Темное облако прошло по выразительному лицу Петра Ивановича, и он, взяв фуражку, для того, чтобы выйти из дому, остановился. Подгорский продолжал:
– Вот, например, нечто для меня необъяснимое. В вашей амбулатории икона Богоматери висит, как ей подобает – иконою, а перед нею теплится лампада, а вот это превосходное изображение Распятия, здесь, в вашем кабинете, помещено как бы в виде картины; что это значит?

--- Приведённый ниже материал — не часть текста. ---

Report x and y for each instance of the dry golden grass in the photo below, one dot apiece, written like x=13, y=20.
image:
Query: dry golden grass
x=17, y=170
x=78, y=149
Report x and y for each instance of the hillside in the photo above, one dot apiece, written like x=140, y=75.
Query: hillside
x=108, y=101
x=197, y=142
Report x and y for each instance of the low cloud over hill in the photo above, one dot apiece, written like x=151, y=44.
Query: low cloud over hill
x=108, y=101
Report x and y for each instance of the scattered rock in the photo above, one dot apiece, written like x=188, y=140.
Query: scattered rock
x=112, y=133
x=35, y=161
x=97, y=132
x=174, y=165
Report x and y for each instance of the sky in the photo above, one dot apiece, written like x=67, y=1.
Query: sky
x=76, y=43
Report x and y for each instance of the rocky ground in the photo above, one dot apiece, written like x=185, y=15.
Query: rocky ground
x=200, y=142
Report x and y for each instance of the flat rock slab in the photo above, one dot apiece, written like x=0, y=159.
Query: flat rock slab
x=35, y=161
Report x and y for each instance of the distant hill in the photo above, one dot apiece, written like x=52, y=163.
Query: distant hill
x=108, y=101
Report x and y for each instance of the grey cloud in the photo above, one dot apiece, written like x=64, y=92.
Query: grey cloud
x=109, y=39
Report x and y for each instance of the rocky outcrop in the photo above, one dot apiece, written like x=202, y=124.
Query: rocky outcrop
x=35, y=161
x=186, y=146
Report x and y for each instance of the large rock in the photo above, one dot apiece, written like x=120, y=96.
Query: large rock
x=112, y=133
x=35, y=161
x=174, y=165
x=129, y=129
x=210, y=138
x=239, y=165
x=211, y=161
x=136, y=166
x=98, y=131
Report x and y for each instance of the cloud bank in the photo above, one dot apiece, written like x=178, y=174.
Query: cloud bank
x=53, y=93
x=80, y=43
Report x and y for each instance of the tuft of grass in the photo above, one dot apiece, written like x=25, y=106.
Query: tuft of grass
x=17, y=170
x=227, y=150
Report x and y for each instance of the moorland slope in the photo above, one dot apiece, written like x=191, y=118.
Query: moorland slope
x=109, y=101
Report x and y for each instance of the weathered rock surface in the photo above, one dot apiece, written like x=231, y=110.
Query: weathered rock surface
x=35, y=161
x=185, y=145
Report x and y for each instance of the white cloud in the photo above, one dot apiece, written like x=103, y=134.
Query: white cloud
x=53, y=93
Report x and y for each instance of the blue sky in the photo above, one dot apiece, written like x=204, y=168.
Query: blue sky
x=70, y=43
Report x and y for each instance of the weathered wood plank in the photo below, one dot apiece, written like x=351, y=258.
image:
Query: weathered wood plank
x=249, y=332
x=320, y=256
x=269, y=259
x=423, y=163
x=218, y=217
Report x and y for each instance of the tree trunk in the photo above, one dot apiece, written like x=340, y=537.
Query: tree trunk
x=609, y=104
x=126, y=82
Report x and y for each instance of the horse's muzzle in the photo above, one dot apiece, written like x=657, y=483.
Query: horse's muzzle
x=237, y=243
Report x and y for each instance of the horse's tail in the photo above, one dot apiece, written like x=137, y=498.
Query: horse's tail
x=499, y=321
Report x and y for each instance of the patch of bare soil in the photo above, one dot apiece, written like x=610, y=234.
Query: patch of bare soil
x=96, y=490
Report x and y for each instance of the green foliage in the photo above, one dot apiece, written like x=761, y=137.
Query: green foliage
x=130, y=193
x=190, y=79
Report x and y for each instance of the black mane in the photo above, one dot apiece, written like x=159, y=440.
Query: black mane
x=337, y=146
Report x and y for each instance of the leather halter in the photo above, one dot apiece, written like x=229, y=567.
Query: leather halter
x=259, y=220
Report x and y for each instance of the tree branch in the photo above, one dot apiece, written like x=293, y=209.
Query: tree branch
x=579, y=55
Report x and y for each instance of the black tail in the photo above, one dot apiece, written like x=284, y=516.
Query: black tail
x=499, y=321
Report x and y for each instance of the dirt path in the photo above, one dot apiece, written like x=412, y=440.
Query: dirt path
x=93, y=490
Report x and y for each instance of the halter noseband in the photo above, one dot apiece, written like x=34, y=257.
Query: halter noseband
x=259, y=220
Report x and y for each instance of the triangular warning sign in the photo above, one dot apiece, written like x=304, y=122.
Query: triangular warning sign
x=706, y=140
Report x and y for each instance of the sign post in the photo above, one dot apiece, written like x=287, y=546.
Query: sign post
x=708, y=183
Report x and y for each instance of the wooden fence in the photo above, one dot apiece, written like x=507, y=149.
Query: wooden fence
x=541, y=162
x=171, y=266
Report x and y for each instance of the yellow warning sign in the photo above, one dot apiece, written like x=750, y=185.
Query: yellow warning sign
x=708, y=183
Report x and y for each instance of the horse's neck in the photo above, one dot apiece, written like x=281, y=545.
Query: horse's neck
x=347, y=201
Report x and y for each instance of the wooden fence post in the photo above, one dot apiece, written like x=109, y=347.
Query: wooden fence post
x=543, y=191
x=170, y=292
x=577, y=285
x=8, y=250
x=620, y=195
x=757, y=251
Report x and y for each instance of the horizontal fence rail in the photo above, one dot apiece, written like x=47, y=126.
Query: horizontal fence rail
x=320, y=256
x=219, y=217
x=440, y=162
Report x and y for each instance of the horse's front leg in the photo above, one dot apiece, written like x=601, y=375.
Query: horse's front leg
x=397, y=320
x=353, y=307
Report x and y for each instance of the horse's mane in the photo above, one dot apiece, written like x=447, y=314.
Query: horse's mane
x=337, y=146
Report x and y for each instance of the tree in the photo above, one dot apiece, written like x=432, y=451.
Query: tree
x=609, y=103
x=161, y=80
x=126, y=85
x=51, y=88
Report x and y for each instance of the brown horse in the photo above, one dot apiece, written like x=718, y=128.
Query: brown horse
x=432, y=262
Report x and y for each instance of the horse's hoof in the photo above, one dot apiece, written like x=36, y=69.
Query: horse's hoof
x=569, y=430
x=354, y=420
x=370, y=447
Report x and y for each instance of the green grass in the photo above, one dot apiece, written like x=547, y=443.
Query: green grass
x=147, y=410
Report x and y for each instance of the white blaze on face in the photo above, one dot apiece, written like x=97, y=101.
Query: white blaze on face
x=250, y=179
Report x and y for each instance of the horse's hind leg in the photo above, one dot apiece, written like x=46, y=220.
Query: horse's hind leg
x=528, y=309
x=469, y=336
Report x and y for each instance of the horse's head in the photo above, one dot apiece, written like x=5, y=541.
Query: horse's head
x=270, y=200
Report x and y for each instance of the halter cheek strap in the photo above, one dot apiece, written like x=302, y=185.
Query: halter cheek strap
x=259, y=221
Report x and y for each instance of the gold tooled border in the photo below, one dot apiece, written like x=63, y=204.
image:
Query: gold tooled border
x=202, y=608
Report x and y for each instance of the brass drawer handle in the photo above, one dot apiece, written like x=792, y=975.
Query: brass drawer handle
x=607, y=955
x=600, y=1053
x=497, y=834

– Там, в амбулатории, – медленно проговорил Абатулов, – икона висит для народа… здесь, в кабинете, для меня… и это больное место всей моей системы… я, видите ли, достаточной причины для того, чтобы признать идею веры, иконы, не имею. И это, поверьте мне, великая грусть моя, если угодно – трагическое положение. Тут нужна вера, а ее-то у меня и нет… Я не вижу достаточной причины в необходимости веры, когда верить могу я только одному убеждению… Вы, может быть, Семен Андреевич, удивляетесь той уверенности, с которою я говорю это? Но я буду откровенен, как был: там, где мне не хватало уверенности, я всегда прямо сообщал вам, что доказательств не имею, и, на том же основании безусловной правдивости, я должен сказать вам, что многого в моей системе и моих заключениях я сам не понимаю… есть пробелы… есть темнота… Если для меня вполне ясна логическая необходимость признать единоличное бессмертие души, то я до сих пор все-таки еще не мог найти положительного, или хотя мало-мальски сообразного с моей системой определения значения веры, земной церкви и молитвы. Если наука документирует мне бессмертие, то зачем мне вера? Если я могу обойтись без веры, зачем мне – внешняя, обрядовая, земная церковь? Если не нужно ни веры, ни церкви, тогда зачем мне молитва, служащая связью им обеим, пускающая свои корни и имеющая свою причинность только в этих двух? Непонимание мною этих трех «психических организмов» поистине пугает меня… Что, если лжива вся моя система? Ну а теперь, – заключил Петр Иванович, – пойдемте к моим больным.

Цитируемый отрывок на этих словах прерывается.